CHAPTER V.
THE HOME OF THE HURON.
Tis nature's worship—felt—confessed,
Far as the life which warms the breast!
The sturdy savage midst his clan,
The rudest portraiture of man,
In trackless woods and boundless plains,
Where everlasting wildness reigns,
Owns the still throb—the secret start—
The hidden impulse of the heart.—BYRON.
The Huron, after his escape from the Shawnees, quickened his pace, as we have stated, and went many a mile before he changed his long, sidling trot into the less rapid walk. When he did this, it was upon the shore of a large creek, which ran through one of the wildest and most desolate regions of Ohio. In some portions the banks were nothing more than a continuous swamp, the creek spreading out like a lake among the reeds and undergrowth, through which glided the enormous water-snake, frightened at the apparition of a man in this lonely spot. The bright fish darted hither and thither, their sides flashing up in the sunlight like burnished silver.
The agile Indian sprung lightly from one turf of earth to another, now balancing himself on a rotten stump or root, now walking the length of some fallen tree, so decayed and water-eaten that it mashed to a pulp beneath his feet, and then leaping to some other precarious foothold, progressing rapidly all the time and with such skill that he hardly wetted his moccasin.
While treading a log thus, which gave back a hollow sound, the head of an immense rattlesnake protruded from a hole in the tree, its tail giving the deadly alarm, as it continued issuing forth, as if determined to dispute the passage of man in this desolate place. The fearless Huron scarcely halted. While picking his way through the swamp he had carried his rifle lightly balanced in his left hand, and he now simply changed it to his right, grasping it by the muzzle, so that the stock was before him. He saw the cavernous mouth of the snake opened to an amazing width; the thin tongue, that resembled a tiny stream of blood; the small, glittering eyes; the horn-like fangs, at the roots of which he well knew were the sacks filled almost to bursting with the most deadly of all poisons; the thin neck, swelling out until the scaly belly of the loathsome reptile was visible.
The Huron continued steadily approaching the revolting thing. He was scarcely a yard distant when the neck of the snake arched like a swan's, and the head was drawn far back to strike. In an instant the stock of his rifle swept over the top of the log with the quickness of lightning. There followed a sharp, cracking noise, like the explosion of a percussion-cap, and the head of the rattlesnake spun twenty feet or more out over the swamp. It struck the branch of a tree, and, dropping to the water, sunk out of sight. The headless body of the reptile now writhed and doubled over itself, and smote the tree in the most horrible agony. Oonomoo walked quietly forward, and with his feet shoved it from the log. Still twisting and interlocking, it sunk down, down, down into the clear spring-like waters until it could be seen on the gravelly bottom, where its struggles continued as he passed on.
Not affected by this occurrence, the Huron walked on as quietly as before, his dark, restless eye seemingly flitting over every object within his range of vision. The character of the swamp continued much the same. A broad sheet of water, from nearly every portion of which rose numerous trees, like thin, dark columns, here and there twisted round and round, and, seemingly, smothered by some luxuriant vine; others prostrate, the roots sunk out of sight, and the trunk protruding upward, as if a giant had used them for spears and hurled them into the swamp; shallow portions, where the water was but a few inches deep, and then others, where you could gaze down for twenty feet, as if you were looking through liquid air. These were the peculiarities of this singular spot in the wilderness, through which the Huron was journeying.

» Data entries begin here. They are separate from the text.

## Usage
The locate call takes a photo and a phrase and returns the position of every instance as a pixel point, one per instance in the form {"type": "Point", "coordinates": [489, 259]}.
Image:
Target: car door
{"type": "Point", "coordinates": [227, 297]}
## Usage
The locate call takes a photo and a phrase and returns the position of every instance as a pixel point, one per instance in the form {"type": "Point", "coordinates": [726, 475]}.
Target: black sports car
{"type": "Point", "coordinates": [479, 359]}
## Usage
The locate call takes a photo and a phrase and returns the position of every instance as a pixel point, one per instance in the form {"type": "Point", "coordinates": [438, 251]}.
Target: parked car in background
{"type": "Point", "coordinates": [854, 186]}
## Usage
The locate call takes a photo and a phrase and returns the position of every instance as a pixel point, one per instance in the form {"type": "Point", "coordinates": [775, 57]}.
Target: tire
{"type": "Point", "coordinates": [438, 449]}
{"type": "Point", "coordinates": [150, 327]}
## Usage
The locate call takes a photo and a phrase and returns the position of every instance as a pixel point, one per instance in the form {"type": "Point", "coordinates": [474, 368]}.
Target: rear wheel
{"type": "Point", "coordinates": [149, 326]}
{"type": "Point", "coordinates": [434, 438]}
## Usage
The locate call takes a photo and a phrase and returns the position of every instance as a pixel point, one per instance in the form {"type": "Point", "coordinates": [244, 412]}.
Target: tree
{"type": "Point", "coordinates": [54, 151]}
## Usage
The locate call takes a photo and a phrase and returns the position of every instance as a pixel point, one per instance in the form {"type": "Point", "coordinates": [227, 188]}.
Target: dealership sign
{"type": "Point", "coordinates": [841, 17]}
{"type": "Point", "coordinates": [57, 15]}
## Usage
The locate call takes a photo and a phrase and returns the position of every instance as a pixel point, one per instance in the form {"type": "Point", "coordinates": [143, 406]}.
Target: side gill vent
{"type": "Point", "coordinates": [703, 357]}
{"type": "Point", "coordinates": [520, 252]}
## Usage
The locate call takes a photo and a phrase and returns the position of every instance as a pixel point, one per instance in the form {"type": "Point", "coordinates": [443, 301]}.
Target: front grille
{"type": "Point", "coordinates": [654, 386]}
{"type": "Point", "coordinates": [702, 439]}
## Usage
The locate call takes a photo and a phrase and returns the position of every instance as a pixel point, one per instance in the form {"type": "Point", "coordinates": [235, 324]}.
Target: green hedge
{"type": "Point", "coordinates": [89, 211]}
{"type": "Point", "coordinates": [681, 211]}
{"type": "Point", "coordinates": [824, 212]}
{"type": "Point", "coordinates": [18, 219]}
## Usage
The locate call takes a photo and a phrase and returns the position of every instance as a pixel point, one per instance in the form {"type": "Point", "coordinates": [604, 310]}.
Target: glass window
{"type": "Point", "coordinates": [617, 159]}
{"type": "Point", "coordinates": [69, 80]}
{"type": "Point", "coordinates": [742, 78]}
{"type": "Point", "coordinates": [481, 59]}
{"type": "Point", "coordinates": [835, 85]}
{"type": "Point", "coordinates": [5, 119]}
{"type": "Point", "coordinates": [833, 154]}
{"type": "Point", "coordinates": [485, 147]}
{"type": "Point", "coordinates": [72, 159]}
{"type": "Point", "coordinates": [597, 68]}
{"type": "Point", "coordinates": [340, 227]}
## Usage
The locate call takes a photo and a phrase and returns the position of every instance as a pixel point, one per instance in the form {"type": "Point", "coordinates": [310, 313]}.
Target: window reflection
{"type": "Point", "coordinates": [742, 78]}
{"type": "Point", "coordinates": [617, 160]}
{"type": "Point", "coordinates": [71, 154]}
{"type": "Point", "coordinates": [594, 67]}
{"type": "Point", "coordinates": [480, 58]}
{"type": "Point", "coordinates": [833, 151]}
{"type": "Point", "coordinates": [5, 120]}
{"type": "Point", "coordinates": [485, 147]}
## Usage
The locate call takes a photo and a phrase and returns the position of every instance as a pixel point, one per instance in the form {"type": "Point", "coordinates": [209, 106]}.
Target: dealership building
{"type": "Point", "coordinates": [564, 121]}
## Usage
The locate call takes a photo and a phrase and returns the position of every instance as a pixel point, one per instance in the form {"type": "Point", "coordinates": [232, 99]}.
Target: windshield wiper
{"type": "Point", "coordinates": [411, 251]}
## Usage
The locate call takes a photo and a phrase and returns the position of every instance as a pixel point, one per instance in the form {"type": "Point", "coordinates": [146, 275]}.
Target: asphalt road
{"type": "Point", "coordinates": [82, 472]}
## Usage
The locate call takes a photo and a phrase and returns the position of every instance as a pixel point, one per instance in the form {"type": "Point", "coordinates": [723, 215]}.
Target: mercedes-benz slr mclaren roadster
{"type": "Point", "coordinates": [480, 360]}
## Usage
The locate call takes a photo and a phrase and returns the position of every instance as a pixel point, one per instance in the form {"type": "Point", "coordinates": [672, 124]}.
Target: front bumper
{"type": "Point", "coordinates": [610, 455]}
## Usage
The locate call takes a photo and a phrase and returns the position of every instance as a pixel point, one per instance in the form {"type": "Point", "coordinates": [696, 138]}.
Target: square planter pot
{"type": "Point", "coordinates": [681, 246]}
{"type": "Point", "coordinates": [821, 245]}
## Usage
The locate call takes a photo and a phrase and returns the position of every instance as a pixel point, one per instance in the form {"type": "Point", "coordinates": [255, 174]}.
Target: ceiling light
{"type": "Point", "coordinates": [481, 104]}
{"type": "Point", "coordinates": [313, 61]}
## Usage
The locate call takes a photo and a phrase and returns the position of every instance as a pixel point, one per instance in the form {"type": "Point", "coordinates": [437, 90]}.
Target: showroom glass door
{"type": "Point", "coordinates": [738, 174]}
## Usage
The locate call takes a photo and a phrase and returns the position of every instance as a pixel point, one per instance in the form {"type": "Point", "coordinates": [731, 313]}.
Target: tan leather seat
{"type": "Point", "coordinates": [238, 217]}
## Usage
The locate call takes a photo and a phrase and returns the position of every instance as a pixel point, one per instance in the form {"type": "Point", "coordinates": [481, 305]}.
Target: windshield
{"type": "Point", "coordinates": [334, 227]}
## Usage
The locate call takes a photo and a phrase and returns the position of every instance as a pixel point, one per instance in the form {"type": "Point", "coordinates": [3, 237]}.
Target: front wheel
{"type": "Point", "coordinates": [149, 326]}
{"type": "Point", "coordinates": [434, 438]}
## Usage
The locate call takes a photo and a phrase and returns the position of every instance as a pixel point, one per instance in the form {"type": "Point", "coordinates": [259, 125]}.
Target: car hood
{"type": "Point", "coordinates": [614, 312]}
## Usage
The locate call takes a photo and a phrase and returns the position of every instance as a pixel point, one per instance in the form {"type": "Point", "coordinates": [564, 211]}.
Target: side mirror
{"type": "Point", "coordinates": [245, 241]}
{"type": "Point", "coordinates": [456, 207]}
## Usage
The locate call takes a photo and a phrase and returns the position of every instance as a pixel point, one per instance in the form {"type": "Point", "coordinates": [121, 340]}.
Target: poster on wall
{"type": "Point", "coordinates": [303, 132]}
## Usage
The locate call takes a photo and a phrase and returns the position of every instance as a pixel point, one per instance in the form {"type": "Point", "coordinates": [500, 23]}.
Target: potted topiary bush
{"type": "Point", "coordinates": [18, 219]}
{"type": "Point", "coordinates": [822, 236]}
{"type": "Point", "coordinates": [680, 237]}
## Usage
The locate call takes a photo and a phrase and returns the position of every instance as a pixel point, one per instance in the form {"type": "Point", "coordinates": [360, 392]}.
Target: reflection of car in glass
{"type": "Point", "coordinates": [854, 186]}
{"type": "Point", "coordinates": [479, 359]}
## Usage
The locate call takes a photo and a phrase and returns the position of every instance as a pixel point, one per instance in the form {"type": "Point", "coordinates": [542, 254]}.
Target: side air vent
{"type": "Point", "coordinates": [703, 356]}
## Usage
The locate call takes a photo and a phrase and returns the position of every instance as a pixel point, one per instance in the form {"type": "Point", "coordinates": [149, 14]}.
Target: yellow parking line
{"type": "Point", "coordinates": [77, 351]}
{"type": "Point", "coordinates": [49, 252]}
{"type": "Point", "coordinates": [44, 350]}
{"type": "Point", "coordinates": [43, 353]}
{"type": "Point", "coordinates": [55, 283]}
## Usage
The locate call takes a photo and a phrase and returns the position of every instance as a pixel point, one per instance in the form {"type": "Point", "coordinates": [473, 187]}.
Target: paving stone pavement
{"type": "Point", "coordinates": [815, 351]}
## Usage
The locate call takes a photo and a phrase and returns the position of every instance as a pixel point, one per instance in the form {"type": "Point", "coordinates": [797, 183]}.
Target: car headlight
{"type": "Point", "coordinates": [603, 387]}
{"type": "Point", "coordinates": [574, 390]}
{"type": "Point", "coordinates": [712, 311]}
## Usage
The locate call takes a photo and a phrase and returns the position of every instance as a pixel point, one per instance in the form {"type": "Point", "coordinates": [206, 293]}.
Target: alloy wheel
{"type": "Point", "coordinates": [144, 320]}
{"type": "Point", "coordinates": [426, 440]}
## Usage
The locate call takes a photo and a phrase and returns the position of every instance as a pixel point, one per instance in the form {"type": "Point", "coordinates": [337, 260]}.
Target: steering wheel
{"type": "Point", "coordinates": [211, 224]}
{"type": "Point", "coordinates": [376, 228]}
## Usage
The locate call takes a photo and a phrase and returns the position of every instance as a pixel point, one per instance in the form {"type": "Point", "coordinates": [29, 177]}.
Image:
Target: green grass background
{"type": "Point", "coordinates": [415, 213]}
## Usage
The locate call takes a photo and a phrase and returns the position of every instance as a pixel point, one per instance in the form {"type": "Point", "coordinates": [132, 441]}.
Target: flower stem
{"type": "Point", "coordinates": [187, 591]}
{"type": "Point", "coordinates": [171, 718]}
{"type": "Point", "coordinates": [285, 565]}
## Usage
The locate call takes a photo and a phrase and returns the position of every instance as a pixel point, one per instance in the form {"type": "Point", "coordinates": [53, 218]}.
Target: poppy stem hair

He must have proceeded fully a half-mile into this water wilderness, when he reached what might properly be termed the edge of the swamp; that is, the one through which he had been making his way, for there was still another a short distance from him. The growth of trees terminated almost in a mathematical line, and a lake of water, something less than a quarter of a mile in width, stretched out before him, perfectly clear of every obstruction. The Indian stood a long time, looking about in every direction. What was unusual, there was an expression of the most intense anxiety upon his countenance. Well might there be; for, sooner than to have a human eye (whether it was that of the white or red man) to witness the movements he was now about to make, he would have suffered death at the stake a thousand times!